Muddle for the middle in tax season


Ann Kuehn - Contributing columnist



This is the time of year when my accountant wishes he had listened to his mother and followed a religious persuasion. Actually, it is the time of year when I wish I had done likewise — a retreat to a Himalayan cave, equipped with an espresso machine, would work.

It is, of course, my accountant and my mutual encounter with the IRS et al.

Last year, due to the virus, tax matters were pushed back to the early summer; enough of a pause to thoroughly mix up my always shaky accounting system. Nonetheless, taxes were paid and check cancellations noted.

For reasons known only to the IRS et al, I continue to receive notifications of outstanding penalties. My solution was/is to hand everything over to my accountant. Again, he was the one who chose not to listen to his mother.

January, 2022 produced a letter from the Office of the Attorney General of the State of Ohio assessing me $1,482.80 for “Variance—Calculation Errors or Missing W2 Forms; CRN; DRL; Certification Date 1/02/22. Collection efforts may include liens, attachments, foreclosures, garnishments, sheriff’s dales, lottery winnings (I should be so lucky) … account being turned over to an attorney for litigation …”

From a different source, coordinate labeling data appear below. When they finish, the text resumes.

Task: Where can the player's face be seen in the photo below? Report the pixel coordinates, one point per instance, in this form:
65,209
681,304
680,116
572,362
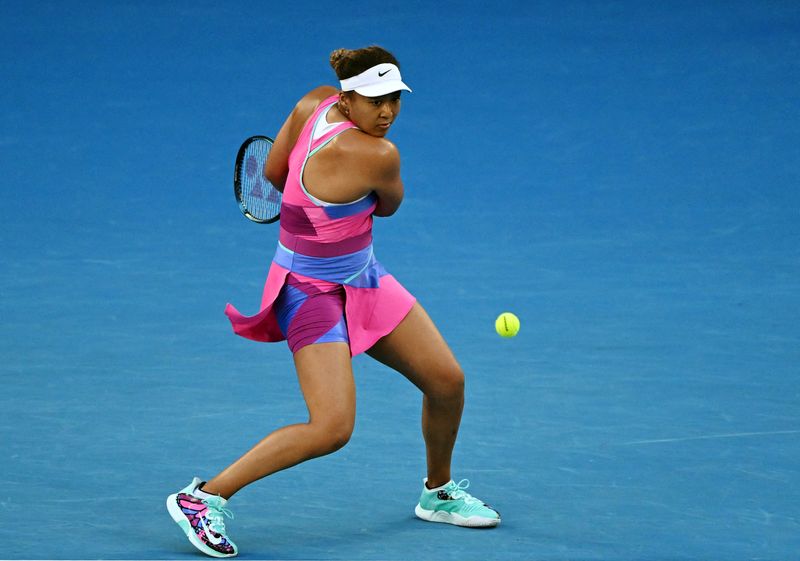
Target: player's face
374,115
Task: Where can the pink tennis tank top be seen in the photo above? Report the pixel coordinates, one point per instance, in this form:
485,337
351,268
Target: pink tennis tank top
327,243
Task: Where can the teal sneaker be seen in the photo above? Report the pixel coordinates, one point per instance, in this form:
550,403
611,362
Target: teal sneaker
451,504
202,520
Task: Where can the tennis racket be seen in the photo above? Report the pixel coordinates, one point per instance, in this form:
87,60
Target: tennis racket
258,199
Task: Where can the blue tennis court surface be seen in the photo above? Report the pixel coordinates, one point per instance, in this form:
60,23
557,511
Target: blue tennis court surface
624,176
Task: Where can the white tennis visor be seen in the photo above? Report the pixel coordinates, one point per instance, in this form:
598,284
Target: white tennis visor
379,80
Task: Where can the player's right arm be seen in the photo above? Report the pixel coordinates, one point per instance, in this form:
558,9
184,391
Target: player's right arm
385,173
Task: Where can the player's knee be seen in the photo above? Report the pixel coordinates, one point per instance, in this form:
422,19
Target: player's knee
332,435
449,384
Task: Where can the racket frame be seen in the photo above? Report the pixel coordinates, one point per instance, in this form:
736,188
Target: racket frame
237,185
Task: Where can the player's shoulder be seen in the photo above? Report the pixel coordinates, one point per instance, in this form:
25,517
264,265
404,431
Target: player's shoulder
309,102
368,145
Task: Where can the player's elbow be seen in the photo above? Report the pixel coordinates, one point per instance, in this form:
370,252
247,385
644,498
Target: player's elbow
276,176
386,209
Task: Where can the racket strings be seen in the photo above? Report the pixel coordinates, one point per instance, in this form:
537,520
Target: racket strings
258,197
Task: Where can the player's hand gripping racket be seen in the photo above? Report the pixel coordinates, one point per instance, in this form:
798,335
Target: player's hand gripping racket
258,199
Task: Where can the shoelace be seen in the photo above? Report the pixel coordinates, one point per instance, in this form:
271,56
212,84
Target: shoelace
457,491
216,521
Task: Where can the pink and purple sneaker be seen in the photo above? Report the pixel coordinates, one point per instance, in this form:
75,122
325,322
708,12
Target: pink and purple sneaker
202,520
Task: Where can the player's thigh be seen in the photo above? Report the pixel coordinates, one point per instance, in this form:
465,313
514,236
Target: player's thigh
416,349
325,373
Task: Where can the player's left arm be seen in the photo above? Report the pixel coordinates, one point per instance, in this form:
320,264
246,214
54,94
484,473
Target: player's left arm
276,168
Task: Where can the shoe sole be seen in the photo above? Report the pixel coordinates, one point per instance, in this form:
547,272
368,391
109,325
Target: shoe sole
444,517
177,515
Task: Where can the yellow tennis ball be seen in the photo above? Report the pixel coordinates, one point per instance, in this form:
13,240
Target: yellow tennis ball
507,324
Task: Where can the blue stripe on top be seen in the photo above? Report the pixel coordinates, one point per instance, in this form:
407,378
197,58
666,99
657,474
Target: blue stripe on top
359,269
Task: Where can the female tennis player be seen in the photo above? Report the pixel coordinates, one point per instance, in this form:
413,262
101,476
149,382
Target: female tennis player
328,296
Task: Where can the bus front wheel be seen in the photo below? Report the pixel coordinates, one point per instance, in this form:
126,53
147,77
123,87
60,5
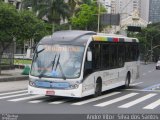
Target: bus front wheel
98,88
127,82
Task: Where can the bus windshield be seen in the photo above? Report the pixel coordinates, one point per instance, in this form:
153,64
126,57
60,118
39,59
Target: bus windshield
57,61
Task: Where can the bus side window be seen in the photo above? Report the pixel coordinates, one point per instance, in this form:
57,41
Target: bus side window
96,56
105,61
121,55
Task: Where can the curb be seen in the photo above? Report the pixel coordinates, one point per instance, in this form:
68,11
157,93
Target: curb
14,78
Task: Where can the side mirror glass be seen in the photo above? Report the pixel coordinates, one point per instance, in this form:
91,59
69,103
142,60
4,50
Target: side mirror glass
89,56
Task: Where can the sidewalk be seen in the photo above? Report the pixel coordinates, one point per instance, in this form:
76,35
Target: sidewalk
13,75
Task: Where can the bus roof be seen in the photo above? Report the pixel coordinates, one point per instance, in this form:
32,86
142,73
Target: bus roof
67,36
71,37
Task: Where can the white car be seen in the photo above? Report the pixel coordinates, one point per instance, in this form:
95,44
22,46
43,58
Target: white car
158,65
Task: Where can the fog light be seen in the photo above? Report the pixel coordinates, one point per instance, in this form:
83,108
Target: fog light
31,83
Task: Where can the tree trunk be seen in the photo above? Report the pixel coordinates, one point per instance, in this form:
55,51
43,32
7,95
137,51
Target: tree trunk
0,62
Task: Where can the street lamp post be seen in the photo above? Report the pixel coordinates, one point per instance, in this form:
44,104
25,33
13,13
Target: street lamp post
98,15
151,57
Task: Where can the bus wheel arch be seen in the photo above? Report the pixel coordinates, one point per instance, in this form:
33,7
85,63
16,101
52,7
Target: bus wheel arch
128,79
98,87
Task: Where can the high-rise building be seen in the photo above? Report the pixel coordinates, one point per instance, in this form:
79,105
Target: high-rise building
127,7
106,4
150,10
154,11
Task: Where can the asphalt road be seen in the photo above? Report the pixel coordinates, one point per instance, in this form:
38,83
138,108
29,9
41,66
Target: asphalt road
142,97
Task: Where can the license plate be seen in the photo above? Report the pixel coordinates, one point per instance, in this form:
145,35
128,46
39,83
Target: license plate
60,85
50,92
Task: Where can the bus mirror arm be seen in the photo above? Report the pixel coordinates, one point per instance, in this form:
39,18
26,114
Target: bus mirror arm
89,56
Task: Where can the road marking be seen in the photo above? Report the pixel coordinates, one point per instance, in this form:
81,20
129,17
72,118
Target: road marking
116,100
7,93
35,101
127,105
4,97
95,99
61,101
144,74
153,105
153,87
136,83
143,90
26,98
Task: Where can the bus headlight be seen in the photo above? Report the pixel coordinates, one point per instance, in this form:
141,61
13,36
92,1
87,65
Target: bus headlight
76,86
32,83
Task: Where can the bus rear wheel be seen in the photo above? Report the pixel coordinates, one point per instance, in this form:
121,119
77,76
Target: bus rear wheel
98,89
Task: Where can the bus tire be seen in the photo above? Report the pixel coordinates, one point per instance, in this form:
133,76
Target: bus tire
98,89
127,82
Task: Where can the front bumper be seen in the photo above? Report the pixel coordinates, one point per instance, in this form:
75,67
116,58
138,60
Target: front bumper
57,92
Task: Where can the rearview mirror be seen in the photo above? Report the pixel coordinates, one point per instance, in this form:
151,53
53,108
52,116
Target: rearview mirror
89,56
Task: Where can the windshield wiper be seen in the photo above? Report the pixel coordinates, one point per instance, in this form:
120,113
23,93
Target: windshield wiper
60,67
53,62
37,52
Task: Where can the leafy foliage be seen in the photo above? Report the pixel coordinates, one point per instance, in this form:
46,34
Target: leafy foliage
148,36
86,18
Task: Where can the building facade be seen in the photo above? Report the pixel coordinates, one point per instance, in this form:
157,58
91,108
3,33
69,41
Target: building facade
154,11
17,3
126,7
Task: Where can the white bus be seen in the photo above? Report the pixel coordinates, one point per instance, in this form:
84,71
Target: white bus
80,63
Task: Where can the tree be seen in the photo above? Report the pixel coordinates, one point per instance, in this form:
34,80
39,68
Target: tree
9,27
149,37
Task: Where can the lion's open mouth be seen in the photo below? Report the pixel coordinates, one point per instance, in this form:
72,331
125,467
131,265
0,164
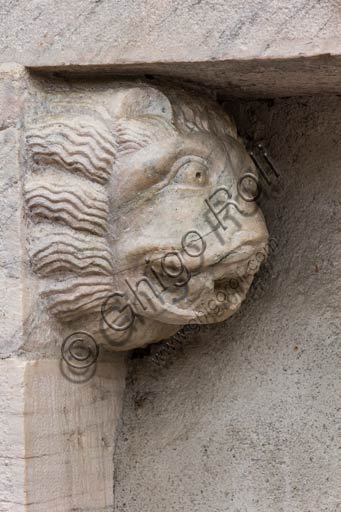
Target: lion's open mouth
215,292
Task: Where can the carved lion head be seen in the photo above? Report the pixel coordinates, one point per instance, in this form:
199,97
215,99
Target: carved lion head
139,213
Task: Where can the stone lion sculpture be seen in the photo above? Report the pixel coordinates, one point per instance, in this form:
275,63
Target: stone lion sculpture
141,217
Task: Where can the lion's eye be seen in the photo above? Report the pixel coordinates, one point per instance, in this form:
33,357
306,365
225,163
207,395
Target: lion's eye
191,171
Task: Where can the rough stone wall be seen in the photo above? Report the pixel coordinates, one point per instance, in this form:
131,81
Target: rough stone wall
245,417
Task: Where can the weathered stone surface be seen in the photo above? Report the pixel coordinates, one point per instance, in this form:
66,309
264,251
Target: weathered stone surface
12,86
246,416
262,47
126,188
12,437
58,436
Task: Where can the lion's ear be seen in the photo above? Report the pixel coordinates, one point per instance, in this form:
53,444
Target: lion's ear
80,144
143,101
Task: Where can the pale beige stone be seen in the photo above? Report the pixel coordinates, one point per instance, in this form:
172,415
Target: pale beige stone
119,181
261,48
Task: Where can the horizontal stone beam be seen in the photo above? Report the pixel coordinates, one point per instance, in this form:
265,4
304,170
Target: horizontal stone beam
264,48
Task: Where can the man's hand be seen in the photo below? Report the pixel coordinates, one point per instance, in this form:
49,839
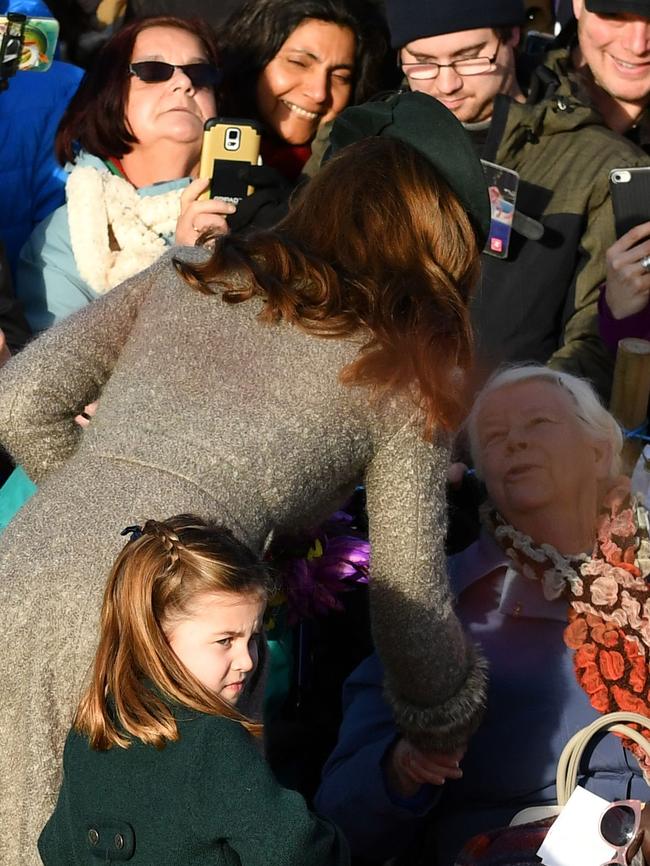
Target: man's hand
408,768
628,282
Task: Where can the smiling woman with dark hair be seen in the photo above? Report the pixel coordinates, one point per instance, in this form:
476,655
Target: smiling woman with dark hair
131,138
296,64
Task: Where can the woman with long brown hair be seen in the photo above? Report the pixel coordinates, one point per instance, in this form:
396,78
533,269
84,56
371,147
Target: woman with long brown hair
256,386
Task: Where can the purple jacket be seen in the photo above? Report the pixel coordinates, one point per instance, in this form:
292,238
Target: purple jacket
534,706
612,330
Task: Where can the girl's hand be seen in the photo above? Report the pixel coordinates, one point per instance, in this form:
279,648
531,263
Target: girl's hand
408,768
5,354
628,283
199,216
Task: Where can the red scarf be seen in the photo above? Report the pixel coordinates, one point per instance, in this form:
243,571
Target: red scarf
289,159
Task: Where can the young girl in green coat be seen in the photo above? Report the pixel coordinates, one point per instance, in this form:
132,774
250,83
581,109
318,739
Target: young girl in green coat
160,767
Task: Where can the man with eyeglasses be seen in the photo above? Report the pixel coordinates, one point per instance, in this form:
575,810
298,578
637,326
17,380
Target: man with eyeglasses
540,302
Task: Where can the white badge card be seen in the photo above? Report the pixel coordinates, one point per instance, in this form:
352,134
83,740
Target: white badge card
502,186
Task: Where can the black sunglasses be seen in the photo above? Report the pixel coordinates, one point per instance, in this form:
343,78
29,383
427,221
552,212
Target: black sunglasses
153,71
619,826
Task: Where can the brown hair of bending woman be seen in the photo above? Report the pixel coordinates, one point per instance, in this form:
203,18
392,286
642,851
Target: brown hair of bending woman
377,243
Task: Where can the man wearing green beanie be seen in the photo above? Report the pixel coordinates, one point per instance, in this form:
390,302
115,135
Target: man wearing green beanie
540,302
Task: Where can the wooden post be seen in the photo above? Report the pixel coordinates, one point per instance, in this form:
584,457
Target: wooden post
630,393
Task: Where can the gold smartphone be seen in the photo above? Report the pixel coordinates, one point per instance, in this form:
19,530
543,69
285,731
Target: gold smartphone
227,142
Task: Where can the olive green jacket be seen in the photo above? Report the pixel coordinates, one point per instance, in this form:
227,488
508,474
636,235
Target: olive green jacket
540,303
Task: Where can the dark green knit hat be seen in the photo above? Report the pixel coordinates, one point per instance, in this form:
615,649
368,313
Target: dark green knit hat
422,122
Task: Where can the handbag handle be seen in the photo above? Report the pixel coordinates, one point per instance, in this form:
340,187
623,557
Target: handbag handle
569,763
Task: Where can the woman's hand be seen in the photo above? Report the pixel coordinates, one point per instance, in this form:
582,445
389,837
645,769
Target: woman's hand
5,354
199,216
628,282
408,768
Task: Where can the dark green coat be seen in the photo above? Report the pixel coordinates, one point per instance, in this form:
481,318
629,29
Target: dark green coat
209,798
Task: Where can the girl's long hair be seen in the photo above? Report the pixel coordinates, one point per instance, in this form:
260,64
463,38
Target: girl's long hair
136,673
377,244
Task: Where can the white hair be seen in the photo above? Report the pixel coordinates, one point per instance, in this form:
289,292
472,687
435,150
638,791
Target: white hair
600,425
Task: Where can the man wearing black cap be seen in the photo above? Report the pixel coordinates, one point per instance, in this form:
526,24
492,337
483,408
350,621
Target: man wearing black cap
540,302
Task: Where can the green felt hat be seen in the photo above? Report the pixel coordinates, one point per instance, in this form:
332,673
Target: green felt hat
422,122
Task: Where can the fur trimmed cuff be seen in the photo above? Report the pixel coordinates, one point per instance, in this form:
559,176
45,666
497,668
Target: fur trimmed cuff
446,726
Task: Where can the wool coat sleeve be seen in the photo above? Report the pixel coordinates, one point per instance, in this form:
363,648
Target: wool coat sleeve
434,682
264,823
44,387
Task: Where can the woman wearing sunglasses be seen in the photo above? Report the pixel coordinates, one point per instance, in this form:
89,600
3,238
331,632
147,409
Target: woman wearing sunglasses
131,139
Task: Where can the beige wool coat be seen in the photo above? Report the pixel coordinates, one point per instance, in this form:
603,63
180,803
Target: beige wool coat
204,409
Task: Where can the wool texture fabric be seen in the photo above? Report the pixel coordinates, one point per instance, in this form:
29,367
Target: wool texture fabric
204,409
409,20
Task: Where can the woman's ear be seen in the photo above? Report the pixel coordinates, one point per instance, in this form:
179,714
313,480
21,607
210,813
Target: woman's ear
602,459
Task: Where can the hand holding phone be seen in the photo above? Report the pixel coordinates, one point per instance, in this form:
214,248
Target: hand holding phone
227,144
199,215
630,191
628,278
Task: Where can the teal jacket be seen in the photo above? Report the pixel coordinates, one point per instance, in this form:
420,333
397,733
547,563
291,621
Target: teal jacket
48,282
208,798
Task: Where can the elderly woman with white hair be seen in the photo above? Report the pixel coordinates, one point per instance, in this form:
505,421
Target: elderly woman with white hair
554,593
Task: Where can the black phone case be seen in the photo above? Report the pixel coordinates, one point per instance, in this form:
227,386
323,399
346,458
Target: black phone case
630,198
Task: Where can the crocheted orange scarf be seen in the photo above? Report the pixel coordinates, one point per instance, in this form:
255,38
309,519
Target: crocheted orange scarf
609,602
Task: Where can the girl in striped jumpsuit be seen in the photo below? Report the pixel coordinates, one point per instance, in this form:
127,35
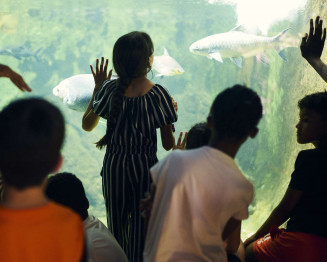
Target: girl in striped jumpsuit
134,108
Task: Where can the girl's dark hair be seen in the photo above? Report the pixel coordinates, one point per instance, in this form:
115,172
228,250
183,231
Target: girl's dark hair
198,136
66,189
316,102
235,112
130,60
31,135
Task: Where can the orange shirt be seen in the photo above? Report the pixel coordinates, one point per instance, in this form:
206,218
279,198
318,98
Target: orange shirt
51,233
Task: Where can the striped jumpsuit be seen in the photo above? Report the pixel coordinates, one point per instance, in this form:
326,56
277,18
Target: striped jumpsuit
131,151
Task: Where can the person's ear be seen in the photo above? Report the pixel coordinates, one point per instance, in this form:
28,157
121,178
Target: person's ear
59,164
151,60
209,122
254,132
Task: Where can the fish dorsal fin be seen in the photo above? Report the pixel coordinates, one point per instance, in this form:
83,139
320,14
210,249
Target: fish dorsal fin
238,61
282,54
216,56
281,35
239,28
165,51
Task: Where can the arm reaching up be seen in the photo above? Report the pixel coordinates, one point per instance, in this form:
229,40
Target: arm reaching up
312,46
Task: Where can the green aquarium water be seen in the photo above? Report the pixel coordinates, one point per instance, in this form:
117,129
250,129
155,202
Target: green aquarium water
49,41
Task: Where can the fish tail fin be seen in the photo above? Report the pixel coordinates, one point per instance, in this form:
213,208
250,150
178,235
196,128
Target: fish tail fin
37,54
281,53
165,51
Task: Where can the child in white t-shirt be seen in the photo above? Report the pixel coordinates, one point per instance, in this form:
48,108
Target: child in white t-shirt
201,195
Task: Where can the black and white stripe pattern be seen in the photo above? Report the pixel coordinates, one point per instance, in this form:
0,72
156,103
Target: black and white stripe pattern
131,151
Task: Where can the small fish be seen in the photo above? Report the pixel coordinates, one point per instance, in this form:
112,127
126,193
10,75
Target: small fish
236,44
76,91
165,65
19,52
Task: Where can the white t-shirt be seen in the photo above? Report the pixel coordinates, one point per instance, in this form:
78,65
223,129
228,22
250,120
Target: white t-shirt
198,191
101,245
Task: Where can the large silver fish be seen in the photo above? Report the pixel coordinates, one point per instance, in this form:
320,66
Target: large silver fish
236,44
165,65
76,91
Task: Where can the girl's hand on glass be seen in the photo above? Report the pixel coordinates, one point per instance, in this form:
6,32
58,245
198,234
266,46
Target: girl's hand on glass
181,142
100,74
312,45
249,240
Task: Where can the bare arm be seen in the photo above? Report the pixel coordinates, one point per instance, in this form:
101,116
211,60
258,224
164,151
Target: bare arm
234,239
279,215
167,137
6,71
167,134
90,119
320,67
312,46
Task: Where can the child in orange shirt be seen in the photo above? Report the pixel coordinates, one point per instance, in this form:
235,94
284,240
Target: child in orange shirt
32,228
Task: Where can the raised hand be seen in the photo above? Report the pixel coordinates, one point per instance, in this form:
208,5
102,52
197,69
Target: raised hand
181,143
312,45
100,74
175,104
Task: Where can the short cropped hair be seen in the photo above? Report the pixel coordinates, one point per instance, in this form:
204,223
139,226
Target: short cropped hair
66,189
316,102
235,112
31,135
198,136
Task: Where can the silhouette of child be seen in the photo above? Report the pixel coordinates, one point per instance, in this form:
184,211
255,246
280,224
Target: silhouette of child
305,237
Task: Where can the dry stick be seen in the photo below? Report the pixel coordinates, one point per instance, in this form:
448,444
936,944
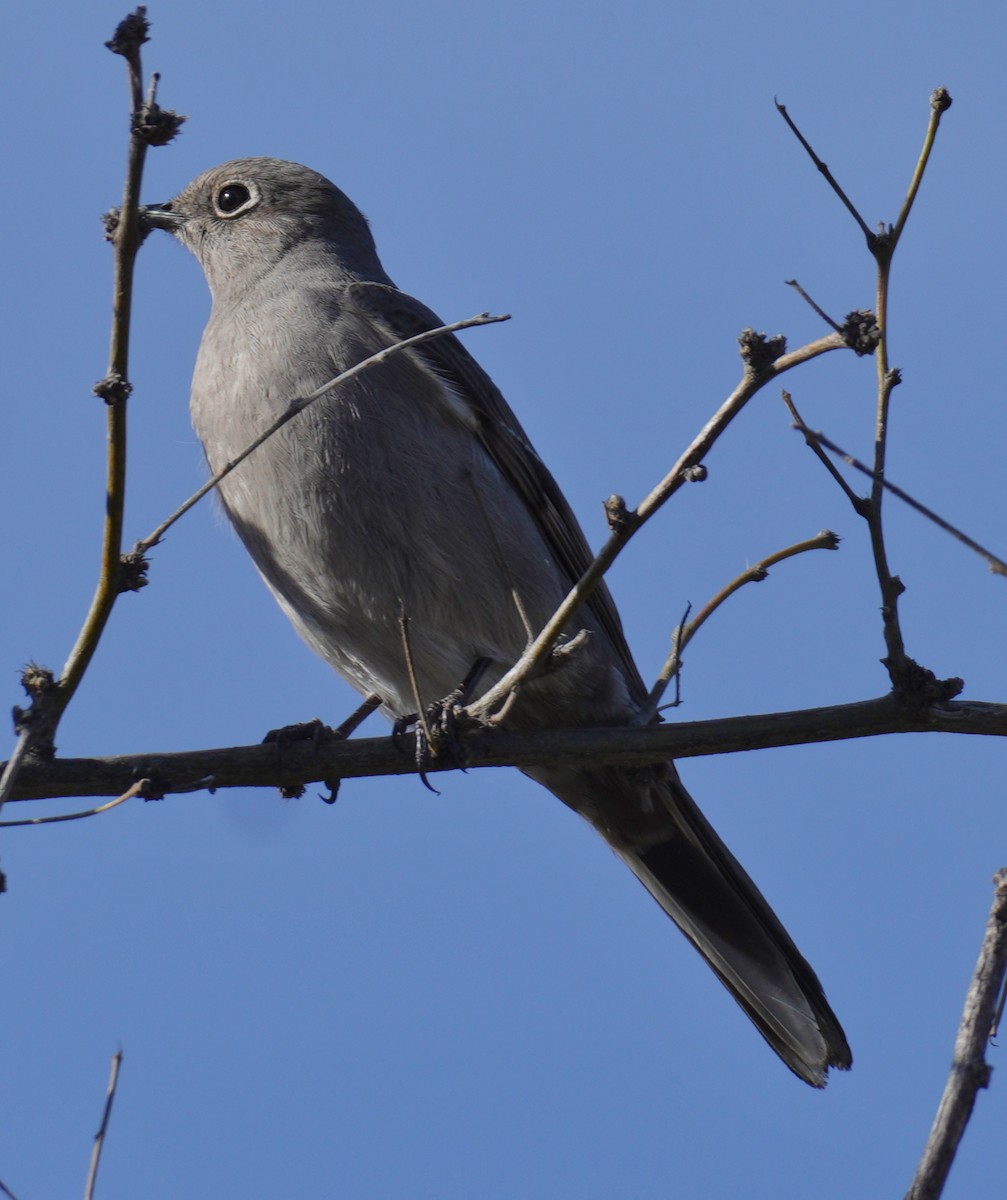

Did anyone pay attention that in this case the accused is an 84-year-old single woman on a rather low fixed income, whose only capital asset is a 2005 Chrysler PT Cruiser — the speedometer clocking out at 300,000 miles?

I opted to call the Office of the Ohio Attorney General. Any taxpaying American knows these types of calls require an extension cord on the phone so one can practice meditation, run the vacuum, water plants, play AARP free computer bridge — all the while listening to unrecognizable music, punctuated by “Your call is important to us. Please stay on the line for the next available operator. This call may be monitored for quality assurance”.

I began dialing at 8 a.m. and made my choice from the nine button options. Forty-five minutes later there was a person unable to help.

I had selected the wrong button.

But she was kind enough to switch me to someone who possibly could. That gentleman could not explain the $1,4892.80 charge, since he had no way of identifying what the “Variance—Calculations, Errors, Missing W2 Forms …” were.

What choices are there for an 84-year-old-single woman on a rather low fixed income whose only tangible item is a 2005 Chrysler PT Cruiser? My sons suggested ignoring the notification, but mine is of another generation, and being old carries quite enough mental stress.

The Wilmington Savings Bank was, as always, more than helpful in my securing a certified check. Both the teller and I made sure the check followed the correct instructions. It, along with the attached voucher, was whisked by me to the Wilmington Post Office before the scheduled pick-up time of 11 a.m.

We shall see. It was not a scam — other than our whole tax system is a scam; my accountant checked its validity.

Wouldn’t it be nice to think tax discrepancies were not the bane of the American middle class? The rich have loopholes; the desperately poor have handouts; it is we, the muddle in the middle, who pays. This is a historical reality.

When the financial middle class of any society fails, the society as a whole follows.

After talking to the individual at the Office of the Ohio Attorney General, I declined to press the “Please let us know how we are doing” button.

Expletives need not be recorded.

Ann Kuehn resides at Ohio Living Cape May in Wilmington. She says, “I gravitated to Ohio at age 18 and never left” and moved to Sabina in 1987.